At least 20 were dead and 257 were wounded, Health Minister Recep Akdag said. Earlier, officials had said 23 were killed, but there wasn't an immediate explanation for the discrepancy.
Aksu said police were investigating whether the attacks were suicide bombings, or whether the explosions were set off remotely by timers. Parking was not allowed in front of the synagogues; Aksu said it was possible two cars or pickup trucks could have been driving slowly past the synagogues when they exploded.
Israel and the EU expressed horror.
"One can hardly imagine a more tragic, violent and cruel attack than to simultaneously go after two places of worship on the Sabbath in order to kill a maximum amount of people who are busy praying and worshipping their Gods," said Daniel Shek, a senior Israeli Foreign Ministry official.
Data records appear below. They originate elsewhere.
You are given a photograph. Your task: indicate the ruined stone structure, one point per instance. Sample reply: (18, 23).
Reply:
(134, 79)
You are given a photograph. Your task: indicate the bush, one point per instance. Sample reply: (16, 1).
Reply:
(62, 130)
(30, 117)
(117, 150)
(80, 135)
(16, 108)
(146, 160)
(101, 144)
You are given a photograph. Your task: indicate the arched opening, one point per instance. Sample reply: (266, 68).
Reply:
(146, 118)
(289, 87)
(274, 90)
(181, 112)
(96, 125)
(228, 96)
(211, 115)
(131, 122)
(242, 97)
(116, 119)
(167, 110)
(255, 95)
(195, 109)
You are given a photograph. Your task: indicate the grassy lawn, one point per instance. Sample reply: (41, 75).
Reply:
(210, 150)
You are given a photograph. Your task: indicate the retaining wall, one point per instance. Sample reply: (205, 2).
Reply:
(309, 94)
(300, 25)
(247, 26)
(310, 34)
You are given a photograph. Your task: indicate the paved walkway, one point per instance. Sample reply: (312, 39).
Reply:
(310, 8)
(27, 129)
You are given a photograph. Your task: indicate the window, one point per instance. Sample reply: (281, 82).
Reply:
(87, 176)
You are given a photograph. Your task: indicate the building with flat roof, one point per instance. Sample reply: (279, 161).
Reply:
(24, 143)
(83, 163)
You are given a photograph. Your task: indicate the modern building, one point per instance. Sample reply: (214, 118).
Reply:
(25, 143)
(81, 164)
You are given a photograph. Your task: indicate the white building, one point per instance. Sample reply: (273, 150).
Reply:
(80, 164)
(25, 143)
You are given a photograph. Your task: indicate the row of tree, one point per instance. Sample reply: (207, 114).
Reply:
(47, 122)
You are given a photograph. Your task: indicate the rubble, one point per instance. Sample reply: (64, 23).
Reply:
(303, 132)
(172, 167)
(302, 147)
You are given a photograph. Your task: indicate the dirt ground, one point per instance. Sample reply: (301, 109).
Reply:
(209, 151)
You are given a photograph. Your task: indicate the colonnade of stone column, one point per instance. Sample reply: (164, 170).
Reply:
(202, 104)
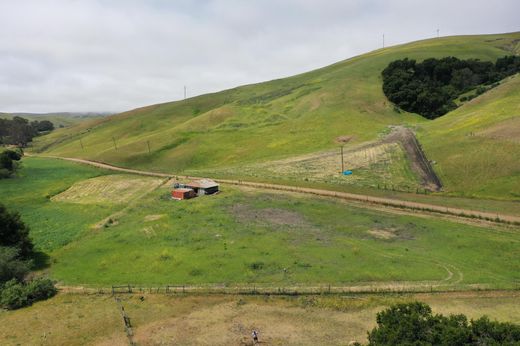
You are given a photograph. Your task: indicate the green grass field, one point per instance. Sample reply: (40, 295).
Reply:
(242, 236)
(305, 114)
(477, 146)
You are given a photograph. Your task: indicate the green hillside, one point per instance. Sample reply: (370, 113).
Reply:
(62, 119)
(283, 118)
(477, 146)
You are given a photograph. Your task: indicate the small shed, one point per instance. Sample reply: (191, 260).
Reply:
(203, 187)
(183, 193)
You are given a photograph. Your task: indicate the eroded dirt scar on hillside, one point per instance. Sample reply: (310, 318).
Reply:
(419, 163)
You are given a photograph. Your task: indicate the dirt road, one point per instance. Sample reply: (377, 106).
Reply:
(389, 202)
(419, 163)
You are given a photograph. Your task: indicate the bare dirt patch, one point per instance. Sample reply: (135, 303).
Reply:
(153, 217)
(382, 233)
(230, 323)
(275, 216)
(419, 163)
(343, 139)
(110, 189)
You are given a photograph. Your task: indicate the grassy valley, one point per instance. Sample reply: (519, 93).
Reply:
(94, 228)
(305, 114)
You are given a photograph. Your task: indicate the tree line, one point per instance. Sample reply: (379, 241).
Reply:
(20, 131)
(415, 324)
(9, 162)
(430, 88)
(16, 261)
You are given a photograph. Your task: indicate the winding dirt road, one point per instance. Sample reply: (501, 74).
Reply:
(383, 201)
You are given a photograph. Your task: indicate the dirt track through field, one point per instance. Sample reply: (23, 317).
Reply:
(383, 201)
Israeli Foreign Minister Silvan Shalom contacted his Turkish counterpart to express his condolences and to offer Israeli assistance in treating the wounded, Israel Radio reported.
The explosions occurred during morning Sabbath prayers, around 9:30am.
The Neve Shalom synagogue, the city's largest, was severely damaged. The other blast damaged and collapsed the roof of the Beth Israel synagogue in the affluent district of Sisli, 5km away, where many of the city's Jews, Armenians and Greeks live.
A bar mitzvah, the Jewish rite of passage into adulthood for boys, was taking place at Neve Shalom at the time of the attack, said nearby shopkeeper Edi Baruh, who said one of his relatives was there.
Twisted metal, shattered windows and bricks from partly collapsed synagogues and nearby buildings filled the streets, while the scent of smoke and burned bodies filled the air.
"I threw myself on the floor and it got all dark," said Rifat Haifi, who had been praying at Beth Israel when it was attacked. "Later, we got up and carried the wounded out."
Residents in the neighborhood near Beth Israel woke up after hearing the blast and ran into the streets in panic.
"We ran outside with our pajamas," said Suna Dincer. "I still could not overcome the shock."
Medical teams carried away several people, some were dismembered and most had bloodied or charred faces.
At Neve Shalom, twisted wreckage of a car and a huge crater remained in front and windows at a mosque several doors down were smashed out.